Explain solution RD Sharma class 12 Chapter 10 Differentiation Exercise 10.7 question 10

Answers (1)

Answer:

            \frac{d y}{d x}=e^{2 \theta}\left[\frac{\theta^{2}-\theta^{3}+\theta+1}{\theta^{3}+\theta^{2}-1}\right]

Hint:

            Use product rule

Given:

            \begin{aligned} &x=e^{\theta}\left(\theta+\frac{1}{\theta}\right) \\ &y=e^{-\theta}\left(\theta-\frac{1}{\theta}\right) \end{aligned}

Solution:

x=e^{\theta}\left(\theta+\frac{1}{\theta}\right) \\

\frac{d x}{d \theta}=\frac{d}{d \theta}\left[e^{\theta}\left(\theta+\frac{1}{\theta}\right)\right] \\

\begin{aligned} & &=e^{\theta} \frac{d\left(\theta+\frac{1}{\theta}\right)}{d \theta}+\left(\theta+\frac{1}{\theta}\right) \cdot \frac{d\left(e^{\theta}\right)}{d \theta} \end{aligned}                                                       [Using product rule]

=e^{\theta}\left[\frac{d \theta}{d \theta}+\frac{d}{d \theta}\left(\frac{1}{\theta}\right)\right]+\left(\theta+\frac{1}{\theta}\right) \cdot e^{\theta}                                                                  \left[\because \frac{d\left(e^{\theta}\right)}{d \theta}=e^{\theta}\right]

=e^{\theta}\left[1+\left(-\frac{1}{\theta^{2}}\right)\right]+\left(\theta+\frac{1}{\theta}\right) \cdot e^{\theta}                                                                       \left[\because \frac{d\left(\frac{1}{x}\right)}{d x}=\frac{-1}{x^{2}}\right]

=e^{\theta}\left[1-\frac{1}{\theta^{2}}\right]+\left(\theta+\frac{1}{\theta}\right) \cdot e^{\theta} \\

=e^{\theta}\left[\left(1-\frac{1}{\theta^{2}}\right)+\left(\theta+\frac{1}{\theta}\right)\right] \\

=e^{\theta}\left[\frac{\theta^{2}-1-\theta^{3}+\theta}{\theta^{2}}\right]

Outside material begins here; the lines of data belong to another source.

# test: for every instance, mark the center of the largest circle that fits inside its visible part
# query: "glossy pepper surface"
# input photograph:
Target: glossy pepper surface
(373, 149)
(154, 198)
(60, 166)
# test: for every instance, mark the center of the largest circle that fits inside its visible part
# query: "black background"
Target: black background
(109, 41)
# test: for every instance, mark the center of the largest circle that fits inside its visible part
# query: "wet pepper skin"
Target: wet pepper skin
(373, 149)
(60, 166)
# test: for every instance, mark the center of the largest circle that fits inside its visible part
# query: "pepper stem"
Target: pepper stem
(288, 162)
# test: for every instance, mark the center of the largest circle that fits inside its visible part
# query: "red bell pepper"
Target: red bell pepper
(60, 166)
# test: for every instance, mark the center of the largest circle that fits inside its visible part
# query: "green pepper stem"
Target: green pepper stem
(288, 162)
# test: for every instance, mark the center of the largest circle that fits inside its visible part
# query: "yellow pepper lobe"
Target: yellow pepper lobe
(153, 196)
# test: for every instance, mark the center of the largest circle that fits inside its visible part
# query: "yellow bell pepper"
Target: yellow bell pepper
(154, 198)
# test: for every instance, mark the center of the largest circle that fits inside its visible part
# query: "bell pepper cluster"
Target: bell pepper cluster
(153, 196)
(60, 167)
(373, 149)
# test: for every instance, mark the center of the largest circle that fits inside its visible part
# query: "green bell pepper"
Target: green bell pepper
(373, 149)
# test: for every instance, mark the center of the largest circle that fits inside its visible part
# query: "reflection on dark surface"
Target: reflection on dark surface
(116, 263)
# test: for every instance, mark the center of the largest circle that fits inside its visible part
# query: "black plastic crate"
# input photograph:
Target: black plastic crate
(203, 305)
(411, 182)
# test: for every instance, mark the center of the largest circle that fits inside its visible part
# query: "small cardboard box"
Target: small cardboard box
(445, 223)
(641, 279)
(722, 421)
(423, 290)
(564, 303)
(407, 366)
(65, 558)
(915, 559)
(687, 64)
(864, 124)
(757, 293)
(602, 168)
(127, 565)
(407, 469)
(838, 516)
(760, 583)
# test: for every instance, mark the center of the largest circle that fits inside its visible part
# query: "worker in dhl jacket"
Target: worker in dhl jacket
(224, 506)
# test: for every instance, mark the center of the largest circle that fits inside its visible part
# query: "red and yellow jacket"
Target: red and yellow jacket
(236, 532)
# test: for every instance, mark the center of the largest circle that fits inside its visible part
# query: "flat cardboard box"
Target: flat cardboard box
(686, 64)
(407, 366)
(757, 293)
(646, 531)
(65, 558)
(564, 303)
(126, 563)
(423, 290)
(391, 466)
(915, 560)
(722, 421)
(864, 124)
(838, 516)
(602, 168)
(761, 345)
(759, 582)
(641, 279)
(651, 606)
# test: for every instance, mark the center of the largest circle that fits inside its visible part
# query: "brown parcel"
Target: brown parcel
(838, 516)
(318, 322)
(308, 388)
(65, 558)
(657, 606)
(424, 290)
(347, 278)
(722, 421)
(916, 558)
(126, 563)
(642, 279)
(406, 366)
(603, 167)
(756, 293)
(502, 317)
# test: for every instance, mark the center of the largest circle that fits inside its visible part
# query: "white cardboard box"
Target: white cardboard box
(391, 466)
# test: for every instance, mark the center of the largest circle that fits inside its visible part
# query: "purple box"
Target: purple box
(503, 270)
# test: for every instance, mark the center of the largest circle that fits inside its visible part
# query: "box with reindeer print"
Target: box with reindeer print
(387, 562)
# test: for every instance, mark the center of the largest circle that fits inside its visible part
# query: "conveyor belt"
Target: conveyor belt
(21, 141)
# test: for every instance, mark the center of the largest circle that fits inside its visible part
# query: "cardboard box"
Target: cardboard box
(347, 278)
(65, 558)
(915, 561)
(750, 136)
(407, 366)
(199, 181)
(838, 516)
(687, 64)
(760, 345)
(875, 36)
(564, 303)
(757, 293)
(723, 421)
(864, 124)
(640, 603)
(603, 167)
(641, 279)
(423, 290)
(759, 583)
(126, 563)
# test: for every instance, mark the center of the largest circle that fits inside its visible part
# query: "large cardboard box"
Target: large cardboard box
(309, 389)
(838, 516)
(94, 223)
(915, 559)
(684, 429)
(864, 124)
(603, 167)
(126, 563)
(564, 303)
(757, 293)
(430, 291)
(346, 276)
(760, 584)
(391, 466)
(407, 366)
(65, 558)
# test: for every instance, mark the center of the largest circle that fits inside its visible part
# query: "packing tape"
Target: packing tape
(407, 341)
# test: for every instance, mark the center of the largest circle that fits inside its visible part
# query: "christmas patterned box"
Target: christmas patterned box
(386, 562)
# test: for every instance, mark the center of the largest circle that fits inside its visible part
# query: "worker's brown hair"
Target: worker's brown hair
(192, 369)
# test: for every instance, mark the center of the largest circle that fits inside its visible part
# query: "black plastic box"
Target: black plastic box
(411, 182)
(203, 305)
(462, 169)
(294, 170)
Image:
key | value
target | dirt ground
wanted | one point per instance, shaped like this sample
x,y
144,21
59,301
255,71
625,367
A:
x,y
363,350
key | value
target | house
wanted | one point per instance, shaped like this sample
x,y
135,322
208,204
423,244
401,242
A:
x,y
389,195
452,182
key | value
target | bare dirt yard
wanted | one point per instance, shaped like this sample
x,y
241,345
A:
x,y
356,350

\begin{aligned} &\\ &\frac{d y}{d \theta}=e^{\theta}\left(\frac{\theta^{3}+\theta^{2}+\theta-1}{\theta^{2}}\right) \end{aligned}                                                                                           (1)

y=e^{-\theta}\left(\theta-\frac{1}{\theta}\right) \\

\frac{d y}{d \theta}=\frac{d}{d \theta}\left(e^{-\theta} \cdot\left(\theta-\frac{1}{\theta}\right)\right) \\

\begin{aligned} & &=e^{-\theta}\left(\frac{d \theta}{d \theta}-\frac{d\left(\frac{1}{\theta}\right)}{d \theta}\right]+\left(\theta-\frac{1}{\theta}\right)\left(-e^{-\theta}\right) \end{aligned}

=e^{-\theta}\left[1-\left(-\frac{1}{\theta^{2}}\right)\right]-e^{-\theta}\left(\theta-\frac{1}{\theta}\right)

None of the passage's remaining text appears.